Guernsey 'white van man' impact to be measured
A scheme to measure the impact of tradesmen visiting Guernsey for work should be introduced this year.
The impact of so-called "white van man" culture - tradesmen visiting the island - is currently unknown.
Deputy Laurie Queripel campaigned for protection for local traders and said about 600 non-island trade vehicles were reported in the past three years.
The Commerce and Employment Department said the scheme had been delayed while it focussed on issues with ferry links.
In its response to written questions from Deputy Queripel, it said the aim had been to introduce a voluntary registration system for tradesmen last year.

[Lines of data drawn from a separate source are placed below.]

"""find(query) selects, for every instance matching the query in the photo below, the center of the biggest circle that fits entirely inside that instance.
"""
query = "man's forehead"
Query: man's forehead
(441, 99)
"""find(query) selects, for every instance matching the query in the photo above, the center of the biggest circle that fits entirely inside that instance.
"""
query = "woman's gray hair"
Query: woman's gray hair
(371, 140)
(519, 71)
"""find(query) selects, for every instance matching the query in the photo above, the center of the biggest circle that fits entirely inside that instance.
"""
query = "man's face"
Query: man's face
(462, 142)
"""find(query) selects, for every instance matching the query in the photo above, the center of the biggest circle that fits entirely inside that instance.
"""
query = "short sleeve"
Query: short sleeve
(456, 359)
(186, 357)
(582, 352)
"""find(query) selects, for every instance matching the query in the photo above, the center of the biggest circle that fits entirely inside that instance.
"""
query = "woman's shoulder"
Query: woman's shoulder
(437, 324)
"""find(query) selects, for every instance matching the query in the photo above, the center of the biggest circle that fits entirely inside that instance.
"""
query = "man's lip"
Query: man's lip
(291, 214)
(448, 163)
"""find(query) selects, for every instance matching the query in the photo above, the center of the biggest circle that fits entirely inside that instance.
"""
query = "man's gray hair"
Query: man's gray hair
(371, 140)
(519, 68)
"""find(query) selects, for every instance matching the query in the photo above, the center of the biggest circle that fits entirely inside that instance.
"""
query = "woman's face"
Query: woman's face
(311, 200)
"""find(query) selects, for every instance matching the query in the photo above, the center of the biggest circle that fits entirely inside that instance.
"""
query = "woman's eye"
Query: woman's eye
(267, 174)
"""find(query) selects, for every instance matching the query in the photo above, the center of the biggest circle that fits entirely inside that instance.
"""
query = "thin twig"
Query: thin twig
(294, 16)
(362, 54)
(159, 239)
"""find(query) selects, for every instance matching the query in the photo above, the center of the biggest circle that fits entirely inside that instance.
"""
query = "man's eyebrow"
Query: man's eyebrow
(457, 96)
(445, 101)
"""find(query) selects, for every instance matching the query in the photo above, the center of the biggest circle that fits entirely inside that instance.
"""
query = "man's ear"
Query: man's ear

However, it decided to delay introduction of the scheme following difficulties experienced by Condor Ferries in the introduction of the Condor Liberation, which have seen services heavily disrupted.
The department said the cooperation of Condor Ferries, which operates the only passenger service between the Channel Islands and the UK, would be needed to run the scheme.
Voluntary registration system
- Those registered will be given a document to display in the window or on the dashboard of their vehicle
- Spot checks will be carried out on non-registered vehicles
- The department hopes it will provide details of the number of contracts agreed before tradesmen come to the island compared to those who intend to pick up work once in the island
The department said the impact of non-local traders was not clear, but an investigation in 2014 found it was between 0.3% and 6.2% of the sector's output, adding a "significant proportion" of these were likely to be in the island for "legitimate trading purposes".
It said this includes those working as a sub-contractor for a local firm on large projects and specialist contractors able to provide a service not available on island.